Sin has consequences. One of those consequences is the shortness of our days. As Thomas a Kempis had it, "Of what use is a long life, if we amend so little? Alas, a long life often adds to our sins rather than to our virtue!" And that life is full of trouble (any questions on that one?)

Recall that Moses is at the very beginning of the revelation to man in an organized fashion. He ponders this, and comes to the conclusion that man has only one thing to do: repent. Jewish tradition holds this story:

Rabbi Eleazar said: Repent one day before your death. His disciples asked him, "Who knows when he will die?" Rabbi Eleazar answered, "All the more then should a man repent today, for he might die tomorrow."

There is wisdom in that answer!


Moses sees the futility of it, and now asks for reconciliation with God:

{13} Relent, O LORD! How long will it be? Have compassion on your servants. {14} Satisfy us in the morning with your unfailing love, that we may sing for joy and be glad all our days. {15} Make us glad for as many days as you have afflicted us, for as many years as we have seen trouble. {16} May your deeds be shown to your servants, your splendor to their children. {17} May the favor of the Lord our God rest upon us; establish the work of our hands for us‑‑ yes, establish the work of our hands. ‑‑ Psalms 90:13‑17 (NIV)

Moses specifically asks for four things, each of which finds its answer in Christ:

1) He asks for compassion - that God might be merciful, and deal with us in love, so that we might be joyful. God's answer is Christ:

{3} Praise be to the God and Father of our Lord Jesus Christ! In his great mercy he has given us new birth into a living hope through the resurrection of Jesus Christ from the dead, ‑‑ 1 Peter 1:3 (NIV)

2) He asks that we be given gladness in proportion to the suffering we have had on this earth. Christ gives this answer:

{28} Jesus said to them, "I tell you the truth, at the renewal of all things, when the Son of Man sits on his glorious throne, you who have followed me will also sit on twelve thrones, judging the twelve tribes of Israel. {29} And everyone who has left houses or brothers or sisters or father or mother or children or fields for my sake will receive a hundred times as much and will inherit eternal life. ‑‑ Matthew 19:28‑29 (NIV)

3) Moses then asks for a sign of God's works. Can you imagine this? This is Moses, who saw God part the sea at his command, who met him on the mountain top for the Ten Commandments, who wrought the plagues on Pharaoh - and he wants to see more. Isn't that like us? We constantly seek "blessed assurance."

{18} Then the Jews demanded of him, "What miraculous sign can you show us to prove your authority to do all this?" {19} Jesus answered them, "Destroy this temple, and I will raise it again in three days." {20} The Jews replied, "It has taken forty‑six years to build this temple, and you are going to raise it in three days?" {21} But the temple he had spoken of was his body. ‑‑ John 2:18‑21 (NIV)

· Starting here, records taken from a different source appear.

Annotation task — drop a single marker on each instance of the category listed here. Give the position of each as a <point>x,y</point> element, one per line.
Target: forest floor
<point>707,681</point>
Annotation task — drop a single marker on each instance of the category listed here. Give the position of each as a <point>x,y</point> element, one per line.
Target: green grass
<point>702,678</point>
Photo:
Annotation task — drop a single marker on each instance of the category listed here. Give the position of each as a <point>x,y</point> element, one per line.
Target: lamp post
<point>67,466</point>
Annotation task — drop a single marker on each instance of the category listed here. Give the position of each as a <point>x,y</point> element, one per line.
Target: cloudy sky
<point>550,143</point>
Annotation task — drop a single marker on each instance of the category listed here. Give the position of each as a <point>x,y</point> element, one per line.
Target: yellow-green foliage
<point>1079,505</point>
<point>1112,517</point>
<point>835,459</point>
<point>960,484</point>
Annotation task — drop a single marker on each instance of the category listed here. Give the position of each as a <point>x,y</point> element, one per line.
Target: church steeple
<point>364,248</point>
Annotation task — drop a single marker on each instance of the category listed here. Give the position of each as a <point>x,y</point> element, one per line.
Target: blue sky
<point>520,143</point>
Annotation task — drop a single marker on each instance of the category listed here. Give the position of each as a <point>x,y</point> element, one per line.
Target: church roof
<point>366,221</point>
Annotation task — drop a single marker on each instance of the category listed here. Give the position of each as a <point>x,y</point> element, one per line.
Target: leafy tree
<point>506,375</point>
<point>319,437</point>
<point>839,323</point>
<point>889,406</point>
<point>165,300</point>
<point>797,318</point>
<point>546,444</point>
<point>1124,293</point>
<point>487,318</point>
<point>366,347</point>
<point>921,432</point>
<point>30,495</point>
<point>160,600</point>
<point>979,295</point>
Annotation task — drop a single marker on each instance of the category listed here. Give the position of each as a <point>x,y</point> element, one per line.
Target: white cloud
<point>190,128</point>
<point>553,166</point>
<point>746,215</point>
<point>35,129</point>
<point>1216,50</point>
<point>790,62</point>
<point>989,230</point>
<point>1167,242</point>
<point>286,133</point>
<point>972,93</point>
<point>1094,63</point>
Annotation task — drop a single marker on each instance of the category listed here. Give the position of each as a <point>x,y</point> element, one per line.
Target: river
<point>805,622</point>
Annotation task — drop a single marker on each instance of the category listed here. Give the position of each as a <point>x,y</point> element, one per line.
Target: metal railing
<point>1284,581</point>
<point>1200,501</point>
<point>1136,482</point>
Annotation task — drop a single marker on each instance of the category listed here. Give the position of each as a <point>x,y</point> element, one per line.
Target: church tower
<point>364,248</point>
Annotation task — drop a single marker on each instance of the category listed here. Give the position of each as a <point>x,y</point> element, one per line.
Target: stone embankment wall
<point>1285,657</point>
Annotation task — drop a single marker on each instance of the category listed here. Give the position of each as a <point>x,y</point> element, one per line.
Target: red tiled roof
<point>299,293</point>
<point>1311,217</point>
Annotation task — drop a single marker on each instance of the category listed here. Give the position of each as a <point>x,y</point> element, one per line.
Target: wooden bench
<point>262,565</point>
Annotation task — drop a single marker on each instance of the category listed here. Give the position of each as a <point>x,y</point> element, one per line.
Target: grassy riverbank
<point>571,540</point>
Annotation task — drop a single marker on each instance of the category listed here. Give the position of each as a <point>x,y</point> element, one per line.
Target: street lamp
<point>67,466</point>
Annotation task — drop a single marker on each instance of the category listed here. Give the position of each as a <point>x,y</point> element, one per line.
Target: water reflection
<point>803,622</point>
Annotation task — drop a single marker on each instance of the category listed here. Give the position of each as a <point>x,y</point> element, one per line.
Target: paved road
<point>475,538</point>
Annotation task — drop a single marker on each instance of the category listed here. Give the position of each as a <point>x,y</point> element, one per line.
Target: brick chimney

The sign he gives us is the Resurrection of Christ.

4) Finally, he asks for permanence. Permanence for what we do and who we are. Again, the New Testament carries the answer:

{51} I am the living bread that came down from heaven. If anyone eats of this bread, he will live forever. This bread is my flesh, which I will give for the life of the world." ‑‑ John 6:51 (NIV)


{16} For the Lord himself will come down from heaven, with a loud command, with the voice of the archangel and with the trumpet call of God, and the dead in Christ will rise first. {17} After that, we who are still alive and are left will be caught up together with them in the clouds to meet the Lord in the air. And so we will be with the Lord forever.

‑‑ 1 Thessalonians 4:16‑17 (NIV)

Here we have the answer to Moses' prayer: the Christ. In Him all these desires of our heart are fulfilled. This is the ultimate reality.